US oil resurgence boosts CP Chem optimism for ethane

Al Greenwood

05-Jun-2017

US 2018 budget proposes to sell crude oil reserves, lease drilling in arctic

Interview article by Al Greenwood

COLORADO SPRINGS, Colorado (ICIS)–The resurgence of US oil production has made Chevron Phillips Chemical more optimistic about the outlook for ethane supplies, the company’s CEO said on Monday.

Oil production is important to the chemical industry because it also results in associated gas, which is rich in ethane and other natural gas liquids (NGLs), that the US plants use for feedstock.

Following the decline in oil prices, US companies reduced production, raising concerns about ethane supplies. While the US would have enough ethane to supply the new crackers being built, there were concerns about how expensive this ethane would be.

However, US producers have successfully cut costs, allowing them to make money even with oil prices well below $60/bbl.

The result has been a resurgence in crude production in the US. The nation’s oil and gas rig count rose for the 20th consecutive week, reaching 916.

US oil production is now at 9.34m bbl/day, close to the all-time record hit earlier in the decade, according to the Energy Information Administration (EIA).

Moreover, oil production is rising in areas that are relatively close to chemical plants. These areas are already well served by infrastructure and processing plants that can ship the resulting NGLs to crackers along the Gulf Coast.

These oil-producing regions include the SCOOP (South Central Oklahoma Oil Province), the Eagle Ford and the STACK (Sooner Trend Anadarko Canadian Kingfisher). But the standout is the Permian.

“What’s happening there is nothing short of phenomenal,” said Peter Cella, CEO of Chevron Phillips Chemical. He made his comments on the sidelines of the American Chemistry Council’s (ACC) Annual Meeting.

The Permian has been producing oil for close to a century, Cella said. He estimates that so far, companies have extracted 30bn bbl of oil and 14 trillion cubic feet (TCF) of gas from the Permian. There could be another 20bn bbl coming out.

This new generation of wells is producing tight oil, and as these wells age, they produce a larger proportion of gas, he said.

The Permian already has plenty of gas-processing capacity and NGL pipelines to take product to the Gulf Coast.

However, midstream companies have plans to build more.

DCP Midstream is planning an additional large-scale expansion of the Sand Hills natural gas liquids (NGL) pipeline from the Permian to the Gulf Coast.
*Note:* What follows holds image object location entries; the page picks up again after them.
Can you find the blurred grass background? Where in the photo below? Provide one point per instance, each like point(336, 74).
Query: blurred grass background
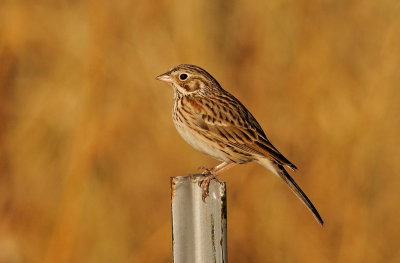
point(88, 145)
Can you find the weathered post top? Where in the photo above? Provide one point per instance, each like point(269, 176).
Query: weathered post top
point(198, 228)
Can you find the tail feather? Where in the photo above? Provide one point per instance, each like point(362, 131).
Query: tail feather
point(282, 173)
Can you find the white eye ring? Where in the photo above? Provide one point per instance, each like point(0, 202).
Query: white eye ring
point(183, 76)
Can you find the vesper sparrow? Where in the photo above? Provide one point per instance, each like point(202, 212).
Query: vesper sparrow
point(214, 122)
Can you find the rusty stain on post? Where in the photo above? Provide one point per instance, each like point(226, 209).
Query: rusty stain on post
point(198, 228)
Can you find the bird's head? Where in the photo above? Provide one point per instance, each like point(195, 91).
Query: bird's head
point(189, 79)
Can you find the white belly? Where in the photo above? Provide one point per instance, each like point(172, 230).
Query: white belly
point(200, 143)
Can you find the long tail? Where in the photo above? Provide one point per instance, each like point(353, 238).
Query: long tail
point(279, 170)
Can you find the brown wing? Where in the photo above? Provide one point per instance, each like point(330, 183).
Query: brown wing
point(226, 119)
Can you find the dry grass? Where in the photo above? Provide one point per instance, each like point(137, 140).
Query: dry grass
point(88, 145)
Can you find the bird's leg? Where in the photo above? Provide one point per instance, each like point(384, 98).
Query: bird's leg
point(211, 174)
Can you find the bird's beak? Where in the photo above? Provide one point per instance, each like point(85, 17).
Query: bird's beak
point(165, 77)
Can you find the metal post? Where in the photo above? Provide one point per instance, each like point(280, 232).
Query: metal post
point(198, 228)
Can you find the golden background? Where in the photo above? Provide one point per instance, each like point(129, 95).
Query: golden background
point(88, 145)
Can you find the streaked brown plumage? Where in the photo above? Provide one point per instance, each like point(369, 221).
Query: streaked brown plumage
point(214, 122)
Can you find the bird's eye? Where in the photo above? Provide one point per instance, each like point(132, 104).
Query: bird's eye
point(183, 76)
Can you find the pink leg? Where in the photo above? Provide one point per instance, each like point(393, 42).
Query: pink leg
point(211, 174)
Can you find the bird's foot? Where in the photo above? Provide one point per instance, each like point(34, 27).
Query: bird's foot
point(206, 171)
point(204, 184)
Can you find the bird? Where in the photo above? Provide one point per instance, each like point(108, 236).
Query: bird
point(214, 122)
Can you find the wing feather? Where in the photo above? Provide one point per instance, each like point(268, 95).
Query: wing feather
point(230, 122)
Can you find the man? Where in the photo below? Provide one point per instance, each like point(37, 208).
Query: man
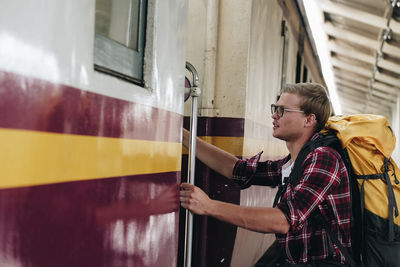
point(301, 111)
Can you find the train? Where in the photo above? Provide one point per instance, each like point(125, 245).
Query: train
point(92, 107)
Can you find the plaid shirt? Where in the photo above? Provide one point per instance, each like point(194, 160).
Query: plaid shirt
point(324, 185)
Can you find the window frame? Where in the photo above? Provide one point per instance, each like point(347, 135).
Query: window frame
point(116, 59)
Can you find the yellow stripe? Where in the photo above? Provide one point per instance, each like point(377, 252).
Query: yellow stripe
point(233, 145)
point(33, 158)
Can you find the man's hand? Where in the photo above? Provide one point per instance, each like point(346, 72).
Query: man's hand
point(194, 199)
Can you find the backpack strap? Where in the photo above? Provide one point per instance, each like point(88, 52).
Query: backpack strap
point(333, 237)
point(325, 140)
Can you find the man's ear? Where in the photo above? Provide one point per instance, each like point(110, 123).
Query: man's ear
point(311, 120)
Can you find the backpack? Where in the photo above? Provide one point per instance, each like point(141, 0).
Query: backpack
point(365, 143)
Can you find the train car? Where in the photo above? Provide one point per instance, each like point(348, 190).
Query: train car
point(245, 51)
point(91, 114)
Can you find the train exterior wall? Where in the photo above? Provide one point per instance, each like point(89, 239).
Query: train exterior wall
point(89, 162)
point(242, 41)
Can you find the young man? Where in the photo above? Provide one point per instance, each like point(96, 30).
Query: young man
point(301, 111)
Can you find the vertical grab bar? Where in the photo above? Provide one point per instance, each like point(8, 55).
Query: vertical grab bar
point(194, 93)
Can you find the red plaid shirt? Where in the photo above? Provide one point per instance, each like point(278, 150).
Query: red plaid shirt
point(324, 185)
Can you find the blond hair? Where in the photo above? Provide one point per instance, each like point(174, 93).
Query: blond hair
point(314, 100)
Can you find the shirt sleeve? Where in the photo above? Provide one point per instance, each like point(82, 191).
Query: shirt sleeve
point(322, 174)
point(253, 172)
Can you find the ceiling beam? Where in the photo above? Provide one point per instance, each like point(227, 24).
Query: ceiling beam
point(356, 54)
point(357, 87)
point(362, 98)
point(358, 15)
point(365, 72)
point(377, 85)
Targa Resources plans to build a new common carrier natural gas liquids (NGL) pipeline from the Permian Basin to Mont Belvieu, Texas, the nation’s NGL hub.

Enterprise Products plans to build a pipeline to transport natural gas liquids (NGL) from the Permian Basin to Mont Belvieu.
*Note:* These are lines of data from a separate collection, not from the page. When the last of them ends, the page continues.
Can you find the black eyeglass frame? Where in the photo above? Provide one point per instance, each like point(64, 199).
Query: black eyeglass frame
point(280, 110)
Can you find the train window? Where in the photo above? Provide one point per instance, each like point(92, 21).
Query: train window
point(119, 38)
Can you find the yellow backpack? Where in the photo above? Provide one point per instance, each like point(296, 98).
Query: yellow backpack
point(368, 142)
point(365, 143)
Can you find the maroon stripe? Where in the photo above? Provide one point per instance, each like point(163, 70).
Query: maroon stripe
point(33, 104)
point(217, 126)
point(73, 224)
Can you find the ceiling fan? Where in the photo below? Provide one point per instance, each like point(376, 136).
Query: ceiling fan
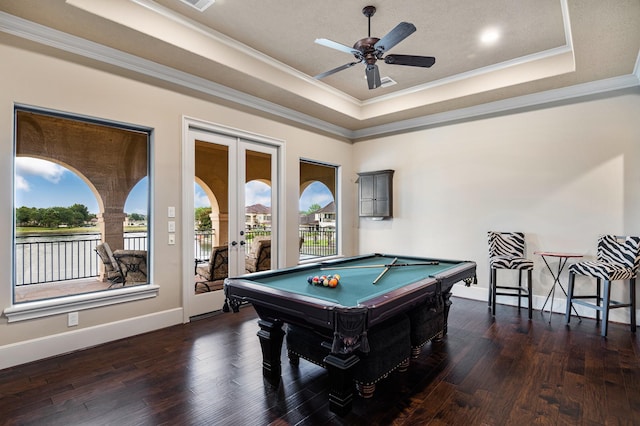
point(370, 49)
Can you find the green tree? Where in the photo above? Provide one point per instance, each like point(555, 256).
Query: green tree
point(136, 216)
point(313, 207)
point(203, 218)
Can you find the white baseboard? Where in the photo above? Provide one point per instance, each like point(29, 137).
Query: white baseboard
point(58, 344)
point(559, 303)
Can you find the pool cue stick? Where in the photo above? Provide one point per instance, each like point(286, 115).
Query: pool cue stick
point(389, 265)
point(386, 269)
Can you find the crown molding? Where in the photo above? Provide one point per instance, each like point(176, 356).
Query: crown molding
point(53, 38)
point(47, 36)
point(534, 100)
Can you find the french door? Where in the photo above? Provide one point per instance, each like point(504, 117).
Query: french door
point(228, 168)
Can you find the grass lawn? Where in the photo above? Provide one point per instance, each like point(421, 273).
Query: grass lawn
point(64, 231)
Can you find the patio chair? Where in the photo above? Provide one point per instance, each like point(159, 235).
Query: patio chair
point(112, 271)
point(213, 272)
point(259, 257)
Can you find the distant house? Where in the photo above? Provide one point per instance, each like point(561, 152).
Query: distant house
point(322, 218)
point(257, 216)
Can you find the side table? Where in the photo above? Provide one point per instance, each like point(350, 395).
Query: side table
point(562, 261)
A group of former executives from Energy Transfer Partners (ETP) has launched Aspen Midstream, having secured a $200m commitment from EnCap Flatrock Midstream and the management team of the new company.

EnCap has since made another equity commitment to create Cardinal Midstream III.

EnLink and Natural Gas Partners created a joint venture to build a processing plant in the Delaware basin.

Enterprise announced several projects back in June 2016

The annual meeting runs through Wednesday.